Now Tess was confused, but her father was nodding. He had seen his share of graft in his years as a city liquor board inspector, and he was a quick study when it came to such schemes. "A bidding war," Patrick explained to Tess and Judith. "She gives the adoptive parents a chance to pay more not to reveal the information. And the parents have to go on paying, right, because you can hold it over their heads forever."
"I never thought of that." Willa looked dejected, contemplating her lost blackmail opportunities. "I just charged them a flat fee of five thousand dollars. That's how I got the money to put down on my house, start my business. But it had been a long while since anyone had come around. Maybe I should have worked with some of those adoption rights groups, let them know what I had. But they would have shut me down."
Something didn't fit. Tess drummed her fingers on the tub's rim, trying to pinpoint what was wrong.
"Jackie's baby wasn't adopted. There were no parents to blackmail in her case. Why didn't you name your price and tell her that the baby had gone back into the system? Why didn't you tell her what we wanted to know when we first came out there?"

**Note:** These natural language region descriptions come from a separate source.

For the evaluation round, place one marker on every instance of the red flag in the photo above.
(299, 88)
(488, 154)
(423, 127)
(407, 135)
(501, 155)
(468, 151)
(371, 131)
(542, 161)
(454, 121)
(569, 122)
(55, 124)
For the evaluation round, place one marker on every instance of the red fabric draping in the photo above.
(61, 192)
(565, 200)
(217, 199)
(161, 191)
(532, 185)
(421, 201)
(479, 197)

Willa lowered her eyes. "The people who took her baby and gave her back, their…privacy meant a lot to them. They wouldn't have wanted that crazy ni—that crazy bitch showing up at their house, asking questions, making a fuss."
Tess grabbed Willa's arm and shook it, quite roughly. "What did you tell Jackie?"

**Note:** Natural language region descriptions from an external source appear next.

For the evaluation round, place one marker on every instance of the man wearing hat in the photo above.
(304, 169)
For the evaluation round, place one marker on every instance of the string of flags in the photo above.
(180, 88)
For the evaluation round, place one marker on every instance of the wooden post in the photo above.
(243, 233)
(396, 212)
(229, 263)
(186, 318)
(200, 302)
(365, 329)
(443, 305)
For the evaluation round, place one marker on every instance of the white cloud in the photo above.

"I told her what she wanted to know." At her best, Willa Mott was plain and ordinary. Angry, her features seemed to shrink, until her eyes almost disappeared and her mouth was as small as a bug's. "I told her the name of the people who took her baby, the people who gave it back—when they found out it was half-nigger. You see, they paid for a white baby, and they said it wasn't enough if it looked white, it had to be white. The agency offered them a discount to keep it, but they said no way. I can't say as I blame them."
Tess leaned to the side until her right temple touched the cool black-and-white tile. It was a big bathroom, but it wasn't built for four people, and it suddenly seemed stiflingly close.

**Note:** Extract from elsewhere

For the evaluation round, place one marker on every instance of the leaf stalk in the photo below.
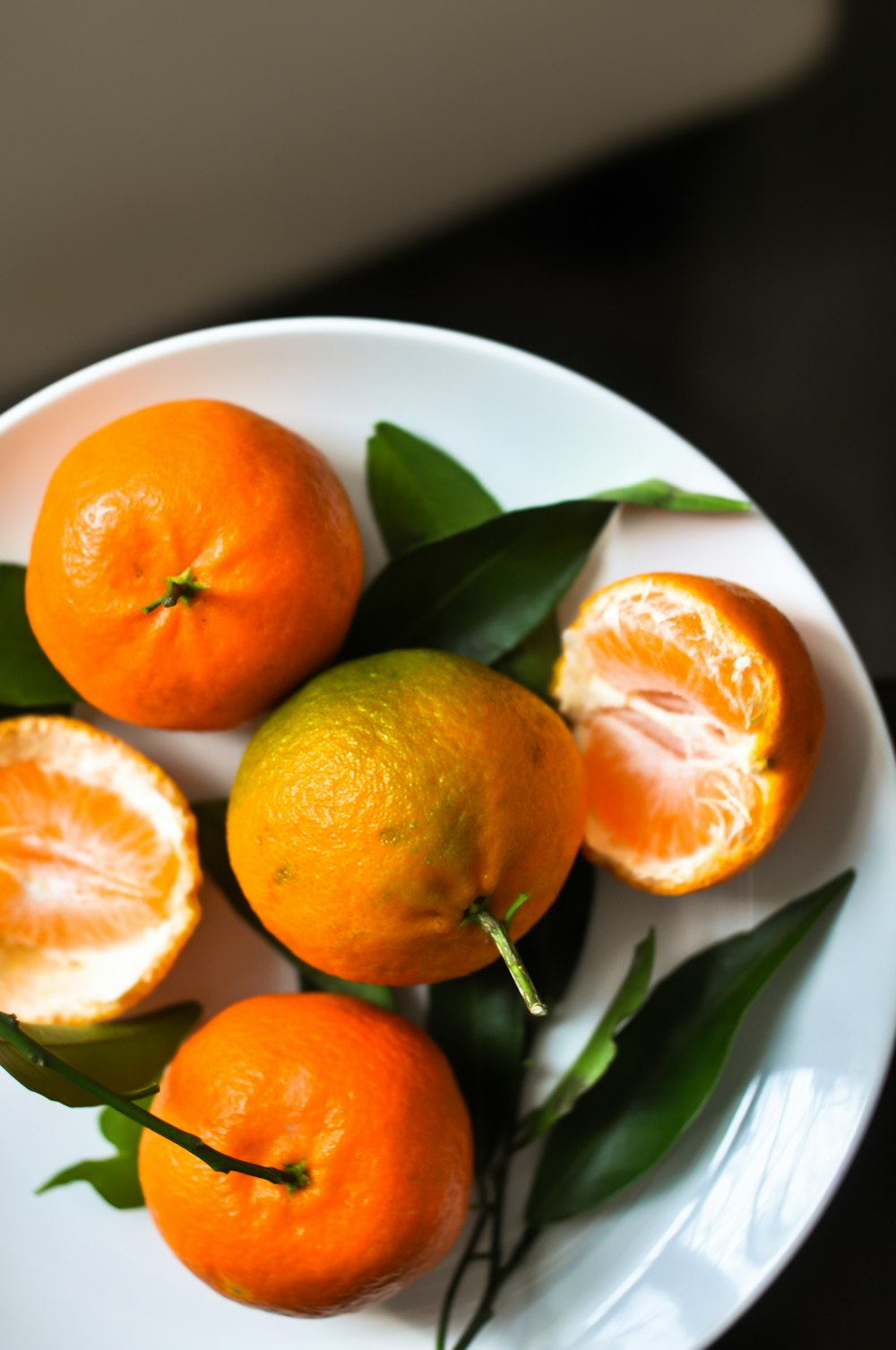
(292, 1174)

"You didn't tell Jackie that part, did you?"
"I had to tell her," Willa Mott whined. "I didn't have a choice."
"You could have lied, the way you did before. Why did you pick today to become so honest and aboveboard?"
"Because today is the day your fancy friend held a gun to my head and threatened to kill me if I didn't tell her everything I knew."
"A gun? Where would Jackie get a gun?" Tess ran downstairs to the front door, where she had dropped her knapsack by the hall tree. Sure enough, her Smith and Wesson was gone. Jackie must have faked her headache, so she could sneak the gun out of Tess's bag and into her purse. She had been planning this all along, perhaps from the moment they had left the Edelmans'. Do you think there ever were any Johnsons who planned to name their baby Caitlin? I guess we'll never know.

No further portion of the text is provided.